Um mundo para nos encaixar.

15/04/2016 00:47

 

“A ditadura perfeita terá a aparência da democracia, uma prisão sem muros na qual os prisioneiros não sonharão sequer com a fuga. Um sistema de escravatura onde, graças ao consumo e ao divertimento, os escravos terão amor à sua escravidão.” Aldous Huxley

“A massa mantém a marca, a marca mantém a mídia e a mídia controla a massa.”

George Orwell

 

Refletindo sobre várias questões que rondam esses obscuros tempos que vivemos, lembrei-me de dois cânones da literatura mundial: Aldous Huxley e George Orwell e suas magníficas obras, Admirável Mundo Novo e 1984, respectivamente.

O educador e crítico Neil Postman convidado para a Feira de Livros de Frankfurt, proferiu uma palestra sobre a publicação de 1984 de George Orwell e o mundo moderno – justamente no ano da profética obra – intitulada Amusing Ourselves to Death: Discurso Público na era do Show Busines. A exposição, que foi convertida em livro, em 1985,  comparava as previsões feitas por George Orwell em 1984 e Aldous Huxley em Admirável Mundo Novo. Virou best-seller.

Postman reitera que o mundo contemporâneo foi  refletido por Huxley, cujas pessoas foram oprimidas por sua dependência de diversões e que na obra de Orwell  as mesmas foram oprimidas pelo controle do Estado.

Segundo ele, ao contrário do que se diz, Huxley e Orwell não professaram a mesma coisa. Orwell alertava que nós seriamos derrotados por uma opressão imposta externamente – o Estado onipresente denominado Grande Irmão.
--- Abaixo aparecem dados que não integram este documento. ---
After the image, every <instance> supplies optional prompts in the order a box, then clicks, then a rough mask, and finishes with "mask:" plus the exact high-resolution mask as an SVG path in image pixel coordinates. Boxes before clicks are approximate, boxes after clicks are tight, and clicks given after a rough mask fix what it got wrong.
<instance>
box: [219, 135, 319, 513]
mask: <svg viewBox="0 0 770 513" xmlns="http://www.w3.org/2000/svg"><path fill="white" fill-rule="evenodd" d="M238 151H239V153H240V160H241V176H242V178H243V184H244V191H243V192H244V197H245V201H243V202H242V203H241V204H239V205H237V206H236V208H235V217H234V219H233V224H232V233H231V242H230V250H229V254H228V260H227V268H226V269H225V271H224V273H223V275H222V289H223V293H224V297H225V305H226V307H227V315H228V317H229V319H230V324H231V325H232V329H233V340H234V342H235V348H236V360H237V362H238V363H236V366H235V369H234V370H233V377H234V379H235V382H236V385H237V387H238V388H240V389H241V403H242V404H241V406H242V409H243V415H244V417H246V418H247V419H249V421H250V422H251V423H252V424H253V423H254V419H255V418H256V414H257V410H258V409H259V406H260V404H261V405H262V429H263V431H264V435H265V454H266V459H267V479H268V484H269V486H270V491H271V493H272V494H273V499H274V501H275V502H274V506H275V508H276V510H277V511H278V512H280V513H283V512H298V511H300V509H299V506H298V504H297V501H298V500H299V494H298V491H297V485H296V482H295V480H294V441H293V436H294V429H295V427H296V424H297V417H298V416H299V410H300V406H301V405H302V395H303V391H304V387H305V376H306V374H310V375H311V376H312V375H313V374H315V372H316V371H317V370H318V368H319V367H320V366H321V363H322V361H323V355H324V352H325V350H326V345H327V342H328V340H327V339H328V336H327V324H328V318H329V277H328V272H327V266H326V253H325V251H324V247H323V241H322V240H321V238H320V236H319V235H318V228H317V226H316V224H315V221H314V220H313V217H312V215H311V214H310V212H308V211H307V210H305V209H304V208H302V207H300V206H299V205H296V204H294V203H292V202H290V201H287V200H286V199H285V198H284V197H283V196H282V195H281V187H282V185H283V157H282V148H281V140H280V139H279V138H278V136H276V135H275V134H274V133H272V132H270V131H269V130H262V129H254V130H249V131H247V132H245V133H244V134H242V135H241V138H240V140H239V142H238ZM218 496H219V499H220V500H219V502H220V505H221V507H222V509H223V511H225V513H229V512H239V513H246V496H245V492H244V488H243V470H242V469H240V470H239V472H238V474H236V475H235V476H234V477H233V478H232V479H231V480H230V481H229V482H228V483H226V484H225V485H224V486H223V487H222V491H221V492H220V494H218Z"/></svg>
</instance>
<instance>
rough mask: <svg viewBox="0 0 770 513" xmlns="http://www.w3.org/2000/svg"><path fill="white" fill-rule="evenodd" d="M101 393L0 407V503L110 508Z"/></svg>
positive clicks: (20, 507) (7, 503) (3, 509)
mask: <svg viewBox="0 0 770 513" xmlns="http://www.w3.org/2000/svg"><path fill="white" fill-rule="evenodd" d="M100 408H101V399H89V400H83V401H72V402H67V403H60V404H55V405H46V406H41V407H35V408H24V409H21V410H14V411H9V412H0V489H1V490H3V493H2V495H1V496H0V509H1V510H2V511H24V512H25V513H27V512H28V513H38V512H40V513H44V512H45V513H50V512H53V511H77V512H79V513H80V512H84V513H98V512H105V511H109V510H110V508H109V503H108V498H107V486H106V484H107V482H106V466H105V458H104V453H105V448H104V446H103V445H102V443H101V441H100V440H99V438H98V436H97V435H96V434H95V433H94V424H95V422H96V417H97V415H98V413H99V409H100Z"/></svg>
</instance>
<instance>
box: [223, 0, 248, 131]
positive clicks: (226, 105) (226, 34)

Mas, na visão de Huxley, não seria necessária a onipresença de nenhum Big Brother para desprover as pessoas de sua história, autonomia e maturidade; segundo suas previsões, as pessoas iriam adorar a opressão imposta e as tecnologias tratariam de  desfazer sua capacidade de pensar.

Postman salienta que Orwell temia o banimento dos livros, a escassez de informações e a ocultação da verdade que nos converteria numa cultura cativa; e que Huxley previa que não existiriam razões para banir os livros, pois não haveria ninguém que os quisesse ler, que nos dariam tanto até o ponto em que seríamos reduzidos à passividade e ao egoísmo, que a verdade ficaria imersa em um mar de irrelevância até nos transformarmos em uma cultura banal, preocupada apenas com futilidades.

De acordo com Portman, George Orwell em 1984 ressalta que as pessoas são controladas pela dor que se inflige e que na obra de Huxley, Admirável Mundo Novo, as pessoas são controladas pelo prazer que lhes impõe. E ressalta que  em Regresso ao Admirável Mundo Novo, Huxley observou que os libertários racionalistas que estão sempre alertas e prontos a se opor à tirania “falharam por não levarem em consideração o quase infinito apetite do ser humano por distrações”.

Em suma, Orwell temia que aquilo que nós odiamos nos arruinaria. Huxley temia que aquilo que nós amamos nos abateria.

Neil Postman conclui que as previsões de Huxley, e nem tanto as de Orwell, estavam corretas.

A nós resta escolher: em qual mundo nos encaixamos?